Gertrude Abercrombie, Coming Home (1947)

Ano passado eu criei um site para falar de filmes dirigidos por mulheres. Tinha até domínio próprio, mas não foi para frente. Antes eu gostava dessa coisa de ter um compromisso, mesmo que comigo mesma, porém, não deu. Hoje em dia não conto mais quantos filmes dirigidos por mulheres eu vi, virou algo natural procurar trabalhos de mulheres. Mesma coisa com os livros. Falando neles, estou com quatro leituras coletivas no momento. Leitura sempre foi uma coisa tão solitária e esses clubes ajudam a entender melhor alguns livros. 

Também estou fazendo uma maratona de filmes do Oscar com a L. Ela montou até uma planilha. Eu estava animada, mas com o tempo foi dando preguiça. Eu tenho um sério problema: não gosto de quase nada novo. Parece papo de véia chata, mas é isso, vejo muito filme desde que eu era criança, então para me animar precisa ser um tanto diferente. E raramente é. Numa locadora em que me encontro estão postando filmes do Chabrol, um dos diretores mais interessantes da história. Os filmes dele são ótimos e têm sido uma ótima distração para mim. 

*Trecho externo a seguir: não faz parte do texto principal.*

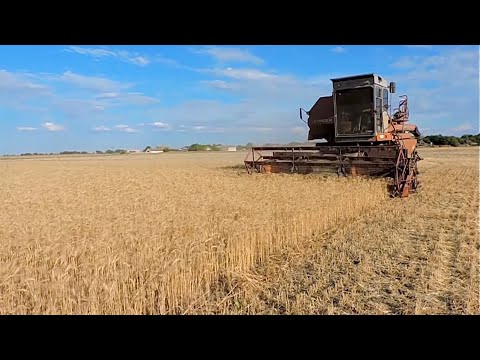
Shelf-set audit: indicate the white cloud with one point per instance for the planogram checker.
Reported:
(443, 88)
(241, 74)
(427, 47)
(159, 125)
(20, 85)
(50, 126)
(339, 49)
(229, 54)
(123, 55)
(101, 128)
(126, 128)
(100, 84)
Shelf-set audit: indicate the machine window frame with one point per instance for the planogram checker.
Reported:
(385, 100)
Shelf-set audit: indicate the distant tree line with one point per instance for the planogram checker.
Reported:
(472, 140)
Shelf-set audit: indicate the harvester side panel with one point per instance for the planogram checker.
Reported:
(320, 119)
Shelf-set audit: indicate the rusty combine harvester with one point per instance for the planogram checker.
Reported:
(360, 137)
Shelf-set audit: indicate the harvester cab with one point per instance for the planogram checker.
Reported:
(355, 133)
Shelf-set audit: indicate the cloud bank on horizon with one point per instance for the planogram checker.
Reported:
(55, 98)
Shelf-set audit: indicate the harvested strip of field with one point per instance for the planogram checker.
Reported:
(415, 256)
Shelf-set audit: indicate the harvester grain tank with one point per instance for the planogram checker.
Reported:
(356, 133)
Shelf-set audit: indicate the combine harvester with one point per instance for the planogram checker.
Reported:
(360, 137)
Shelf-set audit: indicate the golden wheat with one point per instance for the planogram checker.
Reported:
(189, 233)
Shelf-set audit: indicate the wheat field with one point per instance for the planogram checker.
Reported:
(183, 233)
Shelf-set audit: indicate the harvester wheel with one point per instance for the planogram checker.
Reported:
(406, 179)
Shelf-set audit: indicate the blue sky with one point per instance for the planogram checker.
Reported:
(89, 97)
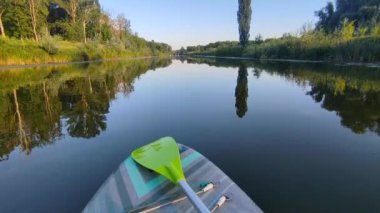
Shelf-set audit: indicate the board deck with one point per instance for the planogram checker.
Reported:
(132, 188)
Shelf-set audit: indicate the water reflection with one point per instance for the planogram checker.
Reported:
(241, 91)
(352, 92)
(38, 103)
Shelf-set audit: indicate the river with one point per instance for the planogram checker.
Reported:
(296, 137)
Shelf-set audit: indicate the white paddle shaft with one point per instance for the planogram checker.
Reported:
(201, 207)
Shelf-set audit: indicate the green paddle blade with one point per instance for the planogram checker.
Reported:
(161, 156)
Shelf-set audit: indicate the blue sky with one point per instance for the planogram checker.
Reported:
(191, 22)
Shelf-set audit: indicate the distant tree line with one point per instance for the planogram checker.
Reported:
(363, 15)
(71, 20)
(347, 31)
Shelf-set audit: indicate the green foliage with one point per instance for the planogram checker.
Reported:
(363, 12)
(74, 21)
(375, 31)
(49, 44)
(348, 29)
(244, 19)
(311, 46)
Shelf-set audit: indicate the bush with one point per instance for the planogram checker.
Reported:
(49, 44)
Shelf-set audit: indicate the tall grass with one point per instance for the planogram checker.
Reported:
(54, 50)
(310, 46)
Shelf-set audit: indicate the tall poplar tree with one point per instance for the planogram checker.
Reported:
(244, 19)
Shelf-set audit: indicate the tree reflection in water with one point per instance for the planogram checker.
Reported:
(241, 92)
(35, 102)
(352, 92)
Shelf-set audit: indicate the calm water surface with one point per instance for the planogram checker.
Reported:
(295, 137)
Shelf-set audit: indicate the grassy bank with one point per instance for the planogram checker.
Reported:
(313, 46)
(55, 50)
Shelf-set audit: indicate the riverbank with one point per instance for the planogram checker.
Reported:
(14, 52)
(313, 47)
(351, 64)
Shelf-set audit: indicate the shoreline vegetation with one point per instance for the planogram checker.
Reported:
(347, 32)
(14, 52)
(311, 47)
(44, 32)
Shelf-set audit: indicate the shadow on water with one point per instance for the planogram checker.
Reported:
(353, 93)
(38, 104)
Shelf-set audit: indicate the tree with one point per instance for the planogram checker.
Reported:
(326, 18)
(348, 29)
(2, 31)
(244, 19)
(3, 5)
(73, 5)
(241, 92)
(33, 16)
(16, 18)
(123, 26)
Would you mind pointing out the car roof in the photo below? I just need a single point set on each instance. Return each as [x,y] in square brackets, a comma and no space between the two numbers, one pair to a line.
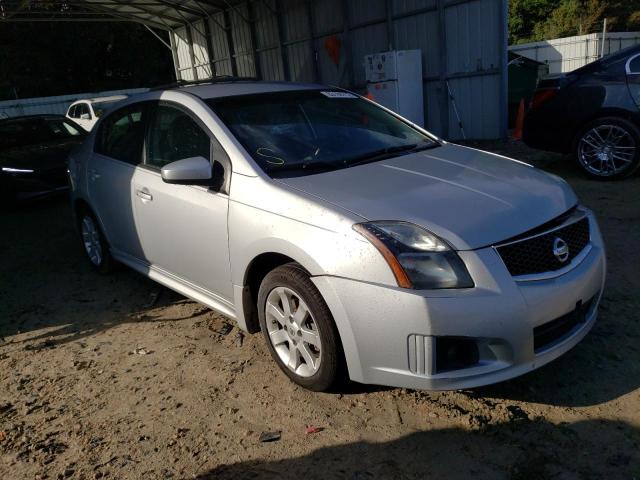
[219,89]
[109,99]
[44,116]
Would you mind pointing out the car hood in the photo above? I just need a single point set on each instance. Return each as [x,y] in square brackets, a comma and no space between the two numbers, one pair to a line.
[468,197]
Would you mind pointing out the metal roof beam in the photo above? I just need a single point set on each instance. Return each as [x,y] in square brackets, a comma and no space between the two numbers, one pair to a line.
[160,14]
[178,6]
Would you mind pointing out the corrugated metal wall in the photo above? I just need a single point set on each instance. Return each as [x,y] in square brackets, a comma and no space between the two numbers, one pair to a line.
[54,105]
[463,45]
[567,54]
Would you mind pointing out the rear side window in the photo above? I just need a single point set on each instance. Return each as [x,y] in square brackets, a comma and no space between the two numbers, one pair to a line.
[174,135]
[82,109]
[633,67]
[121,134]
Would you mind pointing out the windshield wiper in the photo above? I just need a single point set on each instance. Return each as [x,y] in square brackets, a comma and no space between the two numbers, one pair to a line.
[388,152]
[314,167]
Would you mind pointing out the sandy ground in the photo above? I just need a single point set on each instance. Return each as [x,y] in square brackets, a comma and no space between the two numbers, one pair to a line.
[117,377]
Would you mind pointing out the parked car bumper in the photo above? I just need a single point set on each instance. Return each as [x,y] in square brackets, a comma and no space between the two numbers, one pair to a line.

Claro, sou brasileira, estou torcendo pelo Agente Secreto e pelo hexa. Gosto de futebol (já fui mais entusiasta, mas passou), copa é um momento divertidíssimo para mim. Bom, tem eleições também. 2026 será um ano e tanto. Comentei com uma amiga hoje "2026 finalmente começou". Tatuagem marcada, encontros de clubes de leitura marcados. Preciso marcar médicos, ver o que 2025 deixou de lembrança no meu corpo. 

Esse ano eu prometi para mim mesma ouvir mais música. E podcast também. Mas eu só consigo ouvir podcast quando estou fazendo alguma coisa, geralmente faxina. Pensei em compra lápis de cor e um daqueles infames livrinhos, ver se consigo deixar meu cérebro liso enquanto escuto Rádio Novelo ou algo do tipo. 

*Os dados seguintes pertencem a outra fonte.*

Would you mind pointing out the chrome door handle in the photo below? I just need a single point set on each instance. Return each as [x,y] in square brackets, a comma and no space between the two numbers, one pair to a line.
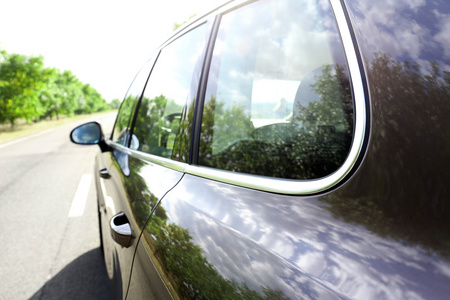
[121,231]
[104,173]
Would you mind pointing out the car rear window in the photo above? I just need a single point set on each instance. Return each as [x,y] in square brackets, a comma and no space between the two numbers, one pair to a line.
[278,101]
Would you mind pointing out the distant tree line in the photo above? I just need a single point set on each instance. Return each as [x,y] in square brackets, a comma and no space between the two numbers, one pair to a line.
[32,92]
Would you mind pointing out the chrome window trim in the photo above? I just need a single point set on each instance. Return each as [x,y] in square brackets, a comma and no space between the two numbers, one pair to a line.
[162,161]
[280,185]
[299,187]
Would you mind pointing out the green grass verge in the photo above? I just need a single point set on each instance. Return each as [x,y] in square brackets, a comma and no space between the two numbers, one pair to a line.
[21,129]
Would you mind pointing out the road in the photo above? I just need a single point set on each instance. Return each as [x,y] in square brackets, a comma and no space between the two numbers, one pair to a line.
[49,239]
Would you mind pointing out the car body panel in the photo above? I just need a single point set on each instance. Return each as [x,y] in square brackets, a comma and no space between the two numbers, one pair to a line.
[382,232]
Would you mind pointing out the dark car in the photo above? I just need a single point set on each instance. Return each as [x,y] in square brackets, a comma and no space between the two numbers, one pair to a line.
[289,149]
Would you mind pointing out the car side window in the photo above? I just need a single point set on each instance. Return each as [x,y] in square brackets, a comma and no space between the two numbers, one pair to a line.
[278,100]
[167,92]
[128,106]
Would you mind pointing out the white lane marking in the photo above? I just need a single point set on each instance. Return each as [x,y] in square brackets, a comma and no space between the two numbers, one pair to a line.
[79,200]
[25,138]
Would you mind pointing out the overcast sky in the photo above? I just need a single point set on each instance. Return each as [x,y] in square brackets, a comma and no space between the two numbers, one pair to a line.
[103,42]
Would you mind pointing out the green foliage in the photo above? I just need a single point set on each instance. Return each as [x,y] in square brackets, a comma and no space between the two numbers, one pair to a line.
[32,92]
[114,104]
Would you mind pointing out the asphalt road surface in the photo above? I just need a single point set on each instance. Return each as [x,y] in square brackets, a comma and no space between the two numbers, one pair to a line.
[49,238]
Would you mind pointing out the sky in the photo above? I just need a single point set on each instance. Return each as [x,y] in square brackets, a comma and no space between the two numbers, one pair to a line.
[103,42]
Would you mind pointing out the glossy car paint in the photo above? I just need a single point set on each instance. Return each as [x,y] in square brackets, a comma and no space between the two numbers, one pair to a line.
[382,233]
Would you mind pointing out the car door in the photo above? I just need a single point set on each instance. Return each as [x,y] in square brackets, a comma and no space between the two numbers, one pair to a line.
[162,130]
[226,231]
[112,173]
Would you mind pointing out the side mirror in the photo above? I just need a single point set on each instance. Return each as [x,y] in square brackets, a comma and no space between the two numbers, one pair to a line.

Reativei meu tumblr. Deletei. Criei um novo e deletei horas depois. Sinto saudades de colecionar imagens. Ainda tenho raiva de ter deletado sem querer meu tumblr original. Já tive tantas contas desde então, uma delas ainda está ativa porque eu não faço ideia de qual era o login. E não me preocupei demais em descobrir. 

Tentei usar aquele threads, mas a ideia de que qualquer pessoa que me siga no IG possa ver o que escrevo lá me desesperou. Deletei. Estou tentando não deletar esse blog também, escrever de vez em quando, colecionar as imagens aqui, como eu fazia em 2011. Aliás, naquele ano eu inventei de postar todos os dias no blog. Ele ainda existe, de vez em quando o abro para pegar alguma foto. Nesse ano ainda não tirei nenhuma selfie, nenhuma foto que valesse o feed do IG. 

Fui a museus, vi filme no cinema, estive com alguns amigos, chorei vendo filme triste, trabalhei, dormi tarde, tentei entender quem são as pessoas que estão no Big Brother. Tanta coisa num mês que ainda não acabou. Logo mais faço 39 anos.